When autophagy-inducing proteins are ablated, mice display distal axonal swellings. It is also possible to see ER accumulation in the atg5 null mouse axons. HSP cases comprise 60% of cases due to a deficit in factors that are critical for ER metabolism. ATL1-dependent remodeling is necessary for selective inclusion of ER in autophagosomes.

The ATG9A ATG9A protein, which is the only mammalian Transmembrane ATG-protein, relies on vesicular sorts to distribute itself. It plays a key role in autophagosome maturation. ATG9A sorting is essential for maintaining autophagosomes at the distal end axons. Moreover, atg9a deficiency in mice has been associated with dysgenesis of the corpus callosum.

Interestingly, atg9 also causes a decrease the level of TSC2, which can be a crucial signal for TOR signals. This suggests that Atg9 may function as a negative feedback loop, which regulates autophagy by inhibiting TOR signaling. In addition to autophagy inducing genes, it also affects cell growth and tissue homeostasis.

We were able visualize the movement of autophagosomes within a cultured DIV-4 Cell line by using a Kaleidoscope and a Kymograph. These images are displayed at high magnification and a scale of 2 mm. The RFP-LC3 tracks represent the accumulation of ER and incorporation of it into the double membraned autophagosome. The resulting kymographs were then used to calculate the overall motion of autophagosomes.

Atg9 deletion causes abnormal posterior midgut enlargement and increased proliferation. Atg9-mutant intestinal tissue shows similar ratios of Pros+ cells and Delta+ cells. This suggests that Atg9 may not be essential for the regulation ISC growth under normal conditions. This study has important implications for the development of a new therapy for digestive disorders.

We found a genetically-modified ATG9A knockout mouse that showed an ap4e1 dependent increase in ATG9 handling. AP4E1 co-immunoprecipitates with ATG9A and interacts with it. Western blotting of ATG9A showed an increase in protein levels among KO mice. We also found increased levels of protein in KO mice when ATG9A and AP4E1 knockout were co-injected into the embryos of nanos-Cas9-expressing flies.

AMPK-Ulk1/2 regulates autophagy

AMPK, a protein kinase, interacts with ULK1, the autophagy initiator. Until recently it was believed that AMPK controlled mTOR and autophagy. New research shows that ULK1 as well as AMPK regulate autophagy via two distinct pathways. The first is by activating ULK1 and the second is by phosphorylating ULK1 via AMPK.

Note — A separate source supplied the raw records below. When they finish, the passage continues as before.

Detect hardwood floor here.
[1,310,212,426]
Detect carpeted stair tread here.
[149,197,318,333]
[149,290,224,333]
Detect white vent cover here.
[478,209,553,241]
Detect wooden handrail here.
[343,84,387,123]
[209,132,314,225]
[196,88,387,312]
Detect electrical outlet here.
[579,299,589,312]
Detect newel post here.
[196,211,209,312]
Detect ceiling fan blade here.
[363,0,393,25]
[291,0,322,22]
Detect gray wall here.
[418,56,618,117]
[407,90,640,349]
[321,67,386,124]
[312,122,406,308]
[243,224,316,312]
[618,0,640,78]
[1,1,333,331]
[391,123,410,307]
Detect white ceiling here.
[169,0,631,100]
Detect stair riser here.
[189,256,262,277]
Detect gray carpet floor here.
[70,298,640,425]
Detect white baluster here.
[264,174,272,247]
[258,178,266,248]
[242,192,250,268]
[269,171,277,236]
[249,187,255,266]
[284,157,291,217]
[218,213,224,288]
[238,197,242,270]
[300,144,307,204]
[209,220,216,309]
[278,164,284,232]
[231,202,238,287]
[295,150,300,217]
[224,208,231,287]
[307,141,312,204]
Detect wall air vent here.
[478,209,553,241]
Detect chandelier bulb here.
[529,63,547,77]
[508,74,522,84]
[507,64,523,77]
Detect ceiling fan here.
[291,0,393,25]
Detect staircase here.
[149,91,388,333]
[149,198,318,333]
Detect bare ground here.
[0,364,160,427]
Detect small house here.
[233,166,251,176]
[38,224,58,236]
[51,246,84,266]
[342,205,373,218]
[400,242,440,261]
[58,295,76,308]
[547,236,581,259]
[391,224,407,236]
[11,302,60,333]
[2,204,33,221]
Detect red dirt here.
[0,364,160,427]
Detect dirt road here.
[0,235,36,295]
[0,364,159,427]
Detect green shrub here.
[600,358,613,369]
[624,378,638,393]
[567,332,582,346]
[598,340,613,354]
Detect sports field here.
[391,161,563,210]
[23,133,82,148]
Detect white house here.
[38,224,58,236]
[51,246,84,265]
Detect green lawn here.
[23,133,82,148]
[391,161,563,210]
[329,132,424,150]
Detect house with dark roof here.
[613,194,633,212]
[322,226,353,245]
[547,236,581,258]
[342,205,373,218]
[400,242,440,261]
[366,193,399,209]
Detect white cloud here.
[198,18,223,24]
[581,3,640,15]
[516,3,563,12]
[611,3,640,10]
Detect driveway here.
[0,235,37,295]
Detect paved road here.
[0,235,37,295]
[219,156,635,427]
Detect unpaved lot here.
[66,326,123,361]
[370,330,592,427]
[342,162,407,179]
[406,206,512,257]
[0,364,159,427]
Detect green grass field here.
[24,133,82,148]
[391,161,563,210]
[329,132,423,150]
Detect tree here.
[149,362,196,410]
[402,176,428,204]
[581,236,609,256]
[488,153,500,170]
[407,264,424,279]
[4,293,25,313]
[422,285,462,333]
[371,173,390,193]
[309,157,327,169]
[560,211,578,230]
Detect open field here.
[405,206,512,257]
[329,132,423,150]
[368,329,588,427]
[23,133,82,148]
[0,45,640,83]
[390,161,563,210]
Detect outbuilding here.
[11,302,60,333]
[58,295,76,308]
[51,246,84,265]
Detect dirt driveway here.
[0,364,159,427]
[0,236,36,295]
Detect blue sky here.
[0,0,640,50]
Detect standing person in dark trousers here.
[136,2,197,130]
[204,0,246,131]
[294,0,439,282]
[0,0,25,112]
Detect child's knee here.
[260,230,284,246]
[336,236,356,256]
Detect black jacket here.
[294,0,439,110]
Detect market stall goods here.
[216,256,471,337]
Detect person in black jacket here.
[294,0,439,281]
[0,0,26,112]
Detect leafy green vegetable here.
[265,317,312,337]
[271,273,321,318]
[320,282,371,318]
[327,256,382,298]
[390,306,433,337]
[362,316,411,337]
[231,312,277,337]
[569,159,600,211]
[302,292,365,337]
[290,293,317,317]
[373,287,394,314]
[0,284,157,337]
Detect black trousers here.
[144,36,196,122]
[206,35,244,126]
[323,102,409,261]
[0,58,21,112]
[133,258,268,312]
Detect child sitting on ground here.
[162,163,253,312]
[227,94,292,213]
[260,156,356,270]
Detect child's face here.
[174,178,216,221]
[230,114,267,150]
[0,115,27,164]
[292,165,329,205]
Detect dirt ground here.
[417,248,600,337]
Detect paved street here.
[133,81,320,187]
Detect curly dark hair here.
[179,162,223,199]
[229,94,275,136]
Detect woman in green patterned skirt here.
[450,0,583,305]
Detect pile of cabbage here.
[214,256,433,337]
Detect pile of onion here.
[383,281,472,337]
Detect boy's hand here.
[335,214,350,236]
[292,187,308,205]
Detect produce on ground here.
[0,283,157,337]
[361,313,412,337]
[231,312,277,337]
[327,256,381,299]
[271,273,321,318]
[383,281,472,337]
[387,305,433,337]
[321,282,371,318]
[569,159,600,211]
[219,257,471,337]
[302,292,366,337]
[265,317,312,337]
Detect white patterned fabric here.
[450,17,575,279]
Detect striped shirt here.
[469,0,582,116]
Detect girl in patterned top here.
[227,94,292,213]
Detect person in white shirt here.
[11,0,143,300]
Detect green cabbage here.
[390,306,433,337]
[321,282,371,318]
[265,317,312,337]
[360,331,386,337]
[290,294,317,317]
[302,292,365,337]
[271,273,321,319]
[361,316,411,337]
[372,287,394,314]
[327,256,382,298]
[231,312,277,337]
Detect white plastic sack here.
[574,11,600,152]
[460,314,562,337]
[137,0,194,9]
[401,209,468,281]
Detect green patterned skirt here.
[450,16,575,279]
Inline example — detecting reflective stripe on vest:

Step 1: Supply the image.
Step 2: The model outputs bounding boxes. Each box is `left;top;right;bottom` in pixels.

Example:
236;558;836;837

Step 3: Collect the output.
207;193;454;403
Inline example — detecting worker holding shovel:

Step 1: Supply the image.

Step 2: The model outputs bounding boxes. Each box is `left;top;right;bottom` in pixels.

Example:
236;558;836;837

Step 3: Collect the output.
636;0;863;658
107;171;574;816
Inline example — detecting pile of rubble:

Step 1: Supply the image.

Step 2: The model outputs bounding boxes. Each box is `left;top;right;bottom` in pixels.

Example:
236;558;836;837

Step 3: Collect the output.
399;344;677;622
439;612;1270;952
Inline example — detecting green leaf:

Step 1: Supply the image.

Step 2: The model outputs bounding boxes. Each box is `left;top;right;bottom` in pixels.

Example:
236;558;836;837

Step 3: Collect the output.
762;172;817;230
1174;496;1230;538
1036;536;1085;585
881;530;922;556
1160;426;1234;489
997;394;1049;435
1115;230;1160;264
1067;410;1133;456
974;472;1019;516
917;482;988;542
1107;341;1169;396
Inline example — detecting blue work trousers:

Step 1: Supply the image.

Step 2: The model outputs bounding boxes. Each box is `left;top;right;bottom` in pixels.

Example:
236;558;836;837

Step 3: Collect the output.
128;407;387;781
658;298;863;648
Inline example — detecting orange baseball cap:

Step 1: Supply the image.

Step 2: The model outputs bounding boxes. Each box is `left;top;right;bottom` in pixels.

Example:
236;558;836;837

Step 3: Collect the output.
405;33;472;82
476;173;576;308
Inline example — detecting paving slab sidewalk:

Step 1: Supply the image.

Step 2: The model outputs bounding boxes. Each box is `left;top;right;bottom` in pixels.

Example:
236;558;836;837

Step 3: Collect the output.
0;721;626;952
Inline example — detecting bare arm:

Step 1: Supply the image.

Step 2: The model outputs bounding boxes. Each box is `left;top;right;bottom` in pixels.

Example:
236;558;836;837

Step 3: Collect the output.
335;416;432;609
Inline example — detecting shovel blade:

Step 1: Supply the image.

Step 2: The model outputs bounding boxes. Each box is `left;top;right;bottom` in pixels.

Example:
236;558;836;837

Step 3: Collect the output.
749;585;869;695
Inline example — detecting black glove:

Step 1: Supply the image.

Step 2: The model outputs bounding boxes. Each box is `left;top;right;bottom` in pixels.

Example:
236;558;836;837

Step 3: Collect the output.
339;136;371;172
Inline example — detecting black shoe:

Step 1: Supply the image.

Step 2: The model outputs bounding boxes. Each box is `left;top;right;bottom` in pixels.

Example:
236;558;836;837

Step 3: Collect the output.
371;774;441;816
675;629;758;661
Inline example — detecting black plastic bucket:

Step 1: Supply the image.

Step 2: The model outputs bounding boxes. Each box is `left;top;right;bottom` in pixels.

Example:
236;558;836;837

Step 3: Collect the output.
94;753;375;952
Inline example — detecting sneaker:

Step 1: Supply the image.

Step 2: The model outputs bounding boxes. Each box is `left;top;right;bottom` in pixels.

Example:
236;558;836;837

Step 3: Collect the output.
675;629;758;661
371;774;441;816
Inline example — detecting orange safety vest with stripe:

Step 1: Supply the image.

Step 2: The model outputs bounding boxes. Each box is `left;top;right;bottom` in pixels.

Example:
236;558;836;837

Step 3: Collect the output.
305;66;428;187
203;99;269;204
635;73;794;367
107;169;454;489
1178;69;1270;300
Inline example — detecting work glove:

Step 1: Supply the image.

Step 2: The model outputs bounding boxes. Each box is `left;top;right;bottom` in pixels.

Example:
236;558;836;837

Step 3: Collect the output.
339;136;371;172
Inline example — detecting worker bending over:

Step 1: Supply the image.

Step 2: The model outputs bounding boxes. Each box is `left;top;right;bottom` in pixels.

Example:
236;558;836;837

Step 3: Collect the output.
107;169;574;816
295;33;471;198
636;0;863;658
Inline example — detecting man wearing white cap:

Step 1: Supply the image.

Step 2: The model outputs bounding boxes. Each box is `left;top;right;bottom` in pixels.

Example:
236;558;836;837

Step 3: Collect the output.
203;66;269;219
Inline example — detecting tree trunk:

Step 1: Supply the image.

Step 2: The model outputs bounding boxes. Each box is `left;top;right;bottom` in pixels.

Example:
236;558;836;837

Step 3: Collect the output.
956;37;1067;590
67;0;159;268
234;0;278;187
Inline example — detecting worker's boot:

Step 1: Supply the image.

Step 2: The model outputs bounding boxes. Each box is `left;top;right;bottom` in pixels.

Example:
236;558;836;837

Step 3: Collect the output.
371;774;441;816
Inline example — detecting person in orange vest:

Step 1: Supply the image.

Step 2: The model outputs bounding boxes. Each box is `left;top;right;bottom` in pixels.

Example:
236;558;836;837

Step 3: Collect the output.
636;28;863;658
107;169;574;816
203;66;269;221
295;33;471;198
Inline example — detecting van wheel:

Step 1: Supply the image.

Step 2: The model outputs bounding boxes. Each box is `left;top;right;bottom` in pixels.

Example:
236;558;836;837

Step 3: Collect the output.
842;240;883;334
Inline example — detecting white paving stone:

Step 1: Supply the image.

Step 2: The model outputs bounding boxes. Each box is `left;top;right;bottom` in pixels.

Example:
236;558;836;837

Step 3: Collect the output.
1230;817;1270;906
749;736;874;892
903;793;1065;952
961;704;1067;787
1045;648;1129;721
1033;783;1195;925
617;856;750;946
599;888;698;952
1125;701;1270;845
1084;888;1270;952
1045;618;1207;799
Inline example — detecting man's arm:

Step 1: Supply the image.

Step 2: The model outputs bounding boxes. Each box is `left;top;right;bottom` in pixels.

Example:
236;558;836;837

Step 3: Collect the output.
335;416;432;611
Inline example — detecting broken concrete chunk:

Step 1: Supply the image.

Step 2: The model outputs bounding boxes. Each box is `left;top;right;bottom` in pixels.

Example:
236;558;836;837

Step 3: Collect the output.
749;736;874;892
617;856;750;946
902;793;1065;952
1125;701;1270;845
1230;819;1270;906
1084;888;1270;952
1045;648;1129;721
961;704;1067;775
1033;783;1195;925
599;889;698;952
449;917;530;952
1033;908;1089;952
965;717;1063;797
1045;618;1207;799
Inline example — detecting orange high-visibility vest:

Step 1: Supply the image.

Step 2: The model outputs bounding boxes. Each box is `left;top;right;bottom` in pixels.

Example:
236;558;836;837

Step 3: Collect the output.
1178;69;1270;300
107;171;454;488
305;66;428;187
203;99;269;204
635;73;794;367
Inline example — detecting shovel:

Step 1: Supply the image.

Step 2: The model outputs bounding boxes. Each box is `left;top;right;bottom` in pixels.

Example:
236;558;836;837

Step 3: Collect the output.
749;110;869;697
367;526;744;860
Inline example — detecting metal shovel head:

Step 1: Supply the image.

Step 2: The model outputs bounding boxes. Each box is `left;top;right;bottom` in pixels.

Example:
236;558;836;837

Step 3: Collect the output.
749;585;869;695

AMPK regulates the Vps34 protein complex. However, it also acts downstream as a regulator for mTOR1 or Ulk1, which are essential for autophagy. These two proteins play a discordant function in autophagy in mammals because they are required for different signaling events. The function of Ulk1 and Ulk2 is not yet understood.

The AMPK/ULK1/2 pathway promotes AMPK-ULK1/2 by regulating the activity regulators of mitochondrial metabolism, including ULK1. This pathway is associated with glyceraldehyde-3-phosphate dehydrogenase and ACC. ULK1 & ULK2 also get phosphorylated through the AMPK kinase Akt.

Ulk1 promotes Atg13 transfer to mitochondria in damaged tissues. ULK1-induced phosphorylation FUNDC1 improves its interaction and interaction with LC3. Mitophagy, which is required for cell homeostasis and neurodegeneration, can be impaired by ULK1-induced phosphorylation of FUNDC1. This is vital for maintaining mitochondrial quality.

ULK1 activates when the body has run out of energy. AMPK blocks mTOR activity when there is high energy. Moreover, mTOR activates ULK1 and inhibits autophagy. In absence of mTOR activity ULK1 is not able to interact with mTOR to promote autophagy.